Zine El Abidine Ben Ali, the ousted Tunisian dictator, didn't get his day in court, but that was by design. He refused to return from Saudi Arabian exile for his trial (the Saudis ignored an extradition request) and dismissed the proceedings as a sham. "Victors' justice," he called it in a statement.
Mr. Ben Ali, whose friends and relatives amassed vast personal fortunes during his rule of Tunisia, is the very picture of a kleptocrat and his family was generally reviled by the Tunisian public.
"President Ben Ali's extended family is often cited as the nexus of Tunisian corruption," US Ambassador Robert Godec wrote in a 2008 diplomatic cable that was released last year by Wikileaks. "Often referred to as a quasi-mafia, an oblique mention of "the Family" is enough to indicate which family you mean."
But the conviction of Ben Ali and his wife yesterday on embezzlement charges came with breathtaking speed. After 23 years in power, a Tunis court needed just a few hours to sentence the pair to 35 years in jail and more than $60 million in fines.
The swiftness of the verdict is a little troubling (there will be future trials on more than 90 other charges against Ben Ali and his extended entourage). If the point is to put a stamp on the Ben Ali's era of impunity and corruption, to say that an independent judiciary is now in charge and no future Ben Ali will be allowed to emerge, this was hardly the deliberate and cautious turning of the wheels of justice.
I touched on this a little yesterday.
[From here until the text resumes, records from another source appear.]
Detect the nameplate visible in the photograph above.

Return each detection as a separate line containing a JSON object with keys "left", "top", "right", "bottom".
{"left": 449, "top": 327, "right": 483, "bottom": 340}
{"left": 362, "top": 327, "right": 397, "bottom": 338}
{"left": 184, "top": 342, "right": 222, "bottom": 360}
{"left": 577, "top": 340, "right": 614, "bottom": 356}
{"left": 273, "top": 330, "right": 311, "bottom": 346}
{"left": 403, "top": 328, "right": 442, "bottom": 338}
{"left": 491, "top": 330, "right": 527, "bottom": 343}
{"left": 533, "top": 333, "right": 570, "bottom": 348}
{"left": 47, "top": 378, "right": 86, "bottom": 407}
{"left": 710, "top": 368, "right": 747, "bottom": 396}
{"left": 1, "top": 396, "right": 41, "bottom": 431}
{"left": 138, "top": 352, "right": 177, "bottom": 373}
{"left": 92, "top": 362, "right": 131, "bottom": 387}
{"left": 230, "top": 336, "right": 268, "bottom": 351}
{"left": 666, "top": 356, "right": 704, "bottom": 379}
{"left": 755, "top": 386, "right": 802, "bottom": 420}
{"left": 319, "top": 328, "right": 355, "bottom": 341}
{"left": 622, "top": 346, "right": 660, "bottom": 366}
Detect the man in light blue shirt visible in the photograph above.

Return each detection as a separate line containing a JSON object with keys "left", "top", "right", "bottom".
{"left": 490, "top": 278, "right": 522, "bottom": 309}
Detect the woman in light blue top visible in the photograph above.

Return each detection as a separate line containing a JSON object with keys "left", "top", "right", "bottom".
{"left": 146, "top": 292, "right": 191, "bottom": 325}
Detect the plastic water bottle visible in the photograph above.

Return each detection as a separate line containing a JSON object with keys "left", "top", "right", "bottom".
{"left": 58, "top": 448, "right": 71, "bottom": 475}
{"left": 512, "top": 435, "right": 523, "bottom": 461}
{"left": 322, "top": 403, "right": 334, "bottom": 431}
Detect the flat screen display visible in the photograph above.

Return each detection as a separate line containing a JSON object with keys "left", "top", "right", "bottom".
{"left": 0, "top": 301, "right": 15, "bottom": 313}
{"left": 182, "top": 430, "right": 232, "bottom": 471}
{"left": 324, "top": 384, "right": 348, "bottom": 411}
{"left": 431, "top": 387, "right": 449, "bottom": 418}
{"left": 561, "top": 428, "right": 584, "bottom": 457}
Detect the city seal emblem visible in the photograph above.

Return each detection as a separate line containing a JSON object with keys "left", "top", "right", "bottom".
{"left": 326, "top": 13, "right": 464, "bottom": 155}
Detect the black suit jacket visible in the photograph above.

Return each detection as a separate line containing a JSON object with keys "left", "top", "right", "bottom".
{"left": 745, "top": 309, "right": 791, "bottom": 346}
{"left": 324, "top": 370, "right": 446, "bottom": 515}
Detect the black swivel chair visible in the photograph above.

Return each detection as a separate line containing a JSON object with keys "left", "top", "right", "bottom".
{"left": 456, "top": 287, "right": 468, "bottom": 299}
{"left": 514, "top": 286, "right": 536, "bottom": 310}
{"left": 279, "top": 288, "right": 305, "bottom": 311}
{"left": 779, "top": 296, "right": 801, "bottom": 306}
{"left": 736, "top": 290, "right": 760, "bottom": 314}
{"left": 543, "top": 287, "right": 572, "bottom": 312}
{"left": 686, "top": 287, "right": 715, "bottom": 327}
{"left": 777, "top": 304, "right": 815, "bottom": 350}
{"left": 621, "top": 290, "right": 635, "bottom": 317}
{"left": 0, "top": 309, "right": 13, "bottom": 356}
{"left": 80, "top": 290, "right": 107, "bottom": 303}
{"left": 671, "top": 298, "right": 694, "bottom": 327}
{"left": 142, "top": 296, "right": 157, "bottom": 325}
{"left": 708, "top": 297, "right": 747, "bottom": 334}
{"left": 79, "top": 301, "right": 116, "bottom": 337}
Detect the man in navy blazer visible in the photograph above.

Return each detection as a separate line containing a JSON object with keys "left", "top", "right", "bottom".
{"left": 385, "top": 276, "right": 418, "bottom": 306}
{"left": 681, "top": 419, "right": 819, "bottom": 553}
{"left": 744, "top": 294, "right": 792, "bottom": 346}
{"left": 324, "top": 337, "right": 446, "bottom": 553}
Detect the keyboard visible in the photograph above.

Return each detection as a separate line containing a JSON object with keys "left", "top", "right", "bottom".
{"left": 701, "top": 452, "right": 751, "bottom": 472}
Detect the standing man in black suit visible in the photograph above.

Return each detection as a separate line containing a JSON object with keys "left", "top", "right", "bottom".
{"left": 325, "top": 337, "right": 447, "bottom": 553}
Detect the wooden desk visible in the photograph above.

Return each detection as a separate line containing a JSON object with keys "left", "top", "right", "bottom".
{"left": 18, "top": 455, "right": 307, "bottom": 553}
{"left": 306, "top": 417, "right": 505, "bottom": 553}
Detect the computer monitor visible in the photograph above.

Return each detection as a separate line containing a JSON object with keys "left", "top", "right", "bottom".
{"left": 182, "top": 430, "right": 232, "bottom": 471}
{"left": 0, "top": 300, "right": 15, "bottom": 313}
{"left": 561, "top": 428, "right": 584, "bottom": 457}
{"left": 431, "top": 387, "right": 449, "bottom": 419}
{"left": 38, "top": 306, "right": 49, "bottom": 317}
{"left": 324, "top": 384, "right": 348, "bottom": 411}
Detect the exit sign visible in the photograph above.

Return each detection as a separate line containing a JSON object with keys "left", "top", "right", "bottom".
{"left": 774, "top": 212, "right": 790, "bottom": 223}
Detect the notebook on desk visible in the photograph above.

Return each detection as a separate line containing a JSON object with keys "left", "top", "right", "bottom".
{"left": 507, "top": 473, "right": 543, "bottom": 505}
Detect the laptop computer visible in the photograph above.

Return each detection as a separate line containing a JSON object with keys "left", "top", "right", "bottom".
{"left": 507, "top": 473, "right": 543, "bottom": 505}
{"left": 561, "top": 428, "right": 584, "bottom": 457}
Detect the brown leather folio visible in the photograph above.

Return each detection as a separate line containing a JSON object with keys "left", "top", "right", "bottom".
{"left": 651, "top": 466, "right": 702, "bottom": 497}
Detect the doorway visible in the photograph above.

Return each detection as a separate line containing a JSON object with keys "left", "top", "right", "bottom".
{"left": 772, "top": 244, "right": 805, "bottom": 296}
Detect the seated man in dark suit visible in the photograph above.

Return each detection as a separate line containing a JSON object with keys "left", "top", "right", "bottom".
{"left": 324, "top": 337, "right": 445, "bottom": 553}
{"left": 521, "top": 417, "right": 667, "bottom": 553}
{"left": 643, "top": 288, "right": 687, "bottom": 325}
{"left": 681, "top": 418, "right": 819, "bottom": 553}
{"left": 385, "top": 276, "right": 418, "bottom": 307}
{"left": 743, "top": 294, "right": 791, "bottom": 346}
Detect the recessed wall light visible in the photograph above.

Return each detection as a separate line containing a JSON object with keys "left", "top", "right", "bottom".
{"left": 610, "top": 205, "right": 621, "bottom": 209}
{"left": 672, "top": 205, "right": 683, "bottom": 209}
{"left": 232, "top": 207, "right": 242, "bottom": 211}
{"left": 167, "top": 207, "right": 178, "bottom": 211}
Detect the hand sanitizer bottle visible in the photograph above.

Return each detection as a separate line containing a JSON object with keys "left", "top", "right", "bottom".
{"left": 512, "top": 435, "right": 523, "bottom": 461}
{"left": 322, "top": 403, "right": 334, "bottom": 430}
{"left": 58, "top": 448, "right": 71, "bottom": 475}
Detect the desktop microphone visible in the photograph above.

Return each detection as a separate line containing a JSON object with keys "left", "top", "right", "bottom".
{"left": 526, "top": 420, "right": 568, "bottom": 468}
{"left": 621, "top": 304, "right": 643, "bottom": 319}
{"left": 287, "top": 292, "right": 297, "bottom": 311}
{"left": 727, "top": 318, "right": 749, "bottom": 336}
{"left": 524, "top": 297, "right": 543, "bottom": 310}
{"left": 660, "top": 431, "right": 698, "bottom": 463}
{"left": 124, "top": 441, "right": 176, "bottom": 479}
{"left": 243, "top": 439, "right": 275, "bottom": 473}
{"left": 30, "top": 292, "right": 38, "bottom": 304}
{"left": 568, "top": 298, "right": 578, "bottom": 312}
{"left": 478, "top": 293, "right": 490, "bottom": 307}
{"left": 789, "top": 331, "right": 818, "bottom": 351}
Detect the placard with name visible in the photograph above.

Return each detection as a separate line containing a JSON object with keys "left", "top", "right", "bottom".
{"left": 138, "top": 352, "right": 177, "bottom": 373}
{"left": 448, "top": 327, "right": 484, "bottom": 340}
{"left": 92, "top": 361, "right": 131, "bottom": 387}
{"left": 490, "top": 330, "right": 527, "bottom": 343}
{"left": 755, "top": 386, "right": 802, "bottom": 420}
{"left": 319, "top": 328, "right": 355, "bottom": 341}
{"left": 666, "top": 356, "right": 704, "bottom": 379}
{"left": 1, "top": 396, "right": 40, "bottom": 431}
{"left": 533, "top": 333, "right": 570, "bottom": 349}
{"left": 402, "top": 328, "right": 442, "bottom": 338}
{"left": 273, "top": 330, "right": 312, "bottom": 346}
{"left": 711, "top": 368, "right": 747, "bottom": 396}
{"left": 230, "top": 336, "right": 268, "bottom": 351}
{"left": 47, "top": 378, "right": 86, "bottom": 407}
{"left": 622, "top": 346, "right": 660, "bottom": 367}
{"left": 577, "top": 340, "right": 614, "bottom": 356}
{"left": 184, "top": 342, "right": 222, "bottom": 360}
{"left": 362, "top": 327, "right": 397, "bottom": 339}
Trying and convicting a long-standing dictator can be cathartic for citizens (and, of course, politically useful for the new powers that be). But by itself it doesn't do much to create the institutions of justice or democracy.
While the spectacular corruption of the first family required and still requires action, it is a symptom of a much broader problem that plagues Tunisian society: The petty corruption and bribery that plagues the lives of average citizens, on almost a daily basis.
Getting to grips with corrupt cops and minor officials, creating a business environment where investors will be protected rather than preyed on by the state, and creating institutions that are resistant to those kinds of abuses is the real task in front of Tunisia now. Ambassador Godec's prescient cable for 2008 touches on this.
"Corruption is a problem that is at once both political and economic. The lack of transparency and accountability that characterize Tunisia's political system similarly plague the economy, damaging the investment climate and fueling a culture of corruption. For all the talk of a Tunisian economic miracle and all the positive statistics, the fact that Tunisia's own investors are steering clear speaks volumes. Corruption is the elephant in the room; it is the problem everyone knows about, but no one can publicly acknowledge."